そこはさすがに訓練が厳しく、肘で歩伏前進4キロという日々で「あの時は訓練中に死ぬかも知れない」とも思ったという。

 

■日本マクドナルドに中途で就職

 

訓練の合間に、東京の知人宅で就職用リクルートブックを見て、たまたま開いたページに載っていたのが日本マクドナルド。「行動力×情熱=店長」というコピーと、友人の「ここは忙しくて寝れない仕事だよ」という一言で転職を決めた。

自衛隊では3日間の徹夜なんて当たり前で、体力には自信があった。また、自衛隊は防大出身者と他の明確な区別があり、先の楽しみがなかったという。

マックには10年間勤め、その間なんと10回転勤した。小倉店を皮切りに、沖縄、名古屋、北海道などを転々とし、入社2年半で店長になった。当時は入社10年で店長の時代。

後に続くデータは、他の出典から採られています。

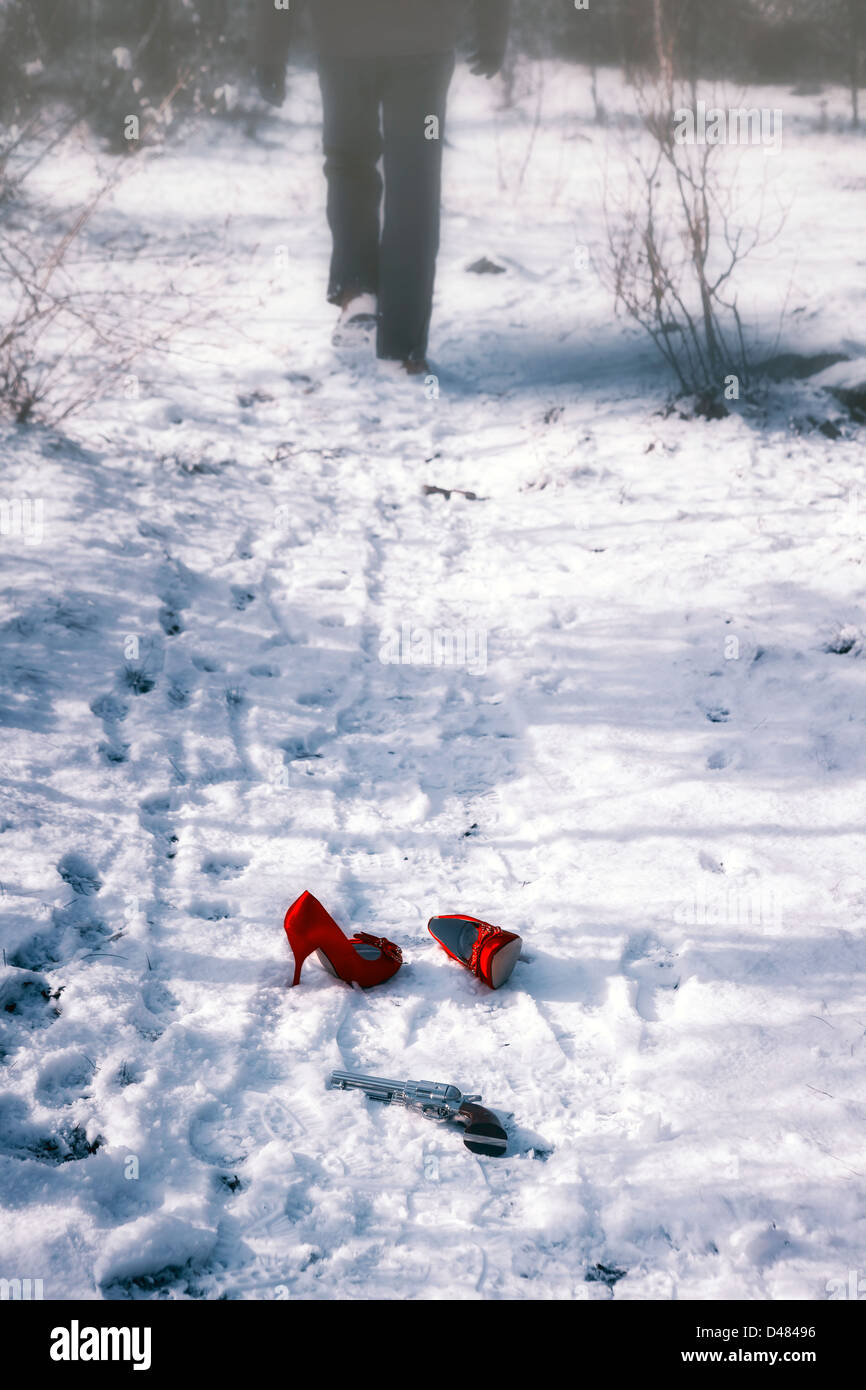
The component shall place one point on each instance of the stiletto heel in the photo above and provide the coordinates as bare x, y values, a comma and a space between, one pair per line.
360, 959
487, 951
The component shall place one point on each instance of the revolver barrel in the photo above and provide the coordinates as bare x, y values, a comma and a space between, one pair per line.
483, 1133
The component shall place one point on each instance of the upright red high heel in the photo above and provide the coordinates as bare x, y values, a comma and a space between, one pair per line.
487, 951
362, 959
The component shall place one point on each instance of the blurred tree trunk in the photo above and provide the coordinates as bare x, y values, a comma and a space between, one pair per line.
856, 29
156, 29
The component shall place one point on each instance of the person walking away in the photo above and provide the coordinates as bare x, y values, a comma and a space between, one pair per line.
384, 71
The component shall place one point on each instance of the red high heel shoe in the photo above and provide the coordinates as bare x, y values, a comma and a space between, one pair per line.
487, 951
360, 959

異例の早さだ。

「当初配属された店で、先輩から厳しく指導を受けたが、その先輩は僕より年下でなんと高校生のバイト。この野郎、負けてたまるか!と燃えましたね」。

2週間でその「先輩」を抜き、自衛隊で鍛えた行動力でメキメキと頭角を現す。店売りだけでなく、周囲のラブホテルやオフィスに出向いて営業活動をしたり、渋滞で駐車中の車からも次々に注文を取った。名古屋では30坪で月商1億円を達成し、店別ランキングで日本一を記録。社員・アルバイト含め約500人の部下を持つまでになった。

「多くの部下が出来、背中を見られていると気づいた25歳位から自分が変わってきました。マックでは本当に多くのことを学ばせて貰いましたね」。

 

■最初の独立。経営コンサルタントへ

 

以上のように、マックで好成績を上げた’89年、蔀は交換留学生として1カ月カナダへ。

それまでは独立などは考えたこともなかったが、カナダで会った人達の多くが将来の起業を考えていることに触発される。

「その時に今後の人生を考え、このまま人に使われるのではおもしろくない。よし、会社を辞めて独立しようと考えました」。帰国後、マックかモスバーガーのFCで独立を考えたが、当時のマックはFC制度がまだ整っておらず、店舗も大型で金がかかった。結局、モスバーガーを47店回って調査し、モスのFCをやる事に決めた。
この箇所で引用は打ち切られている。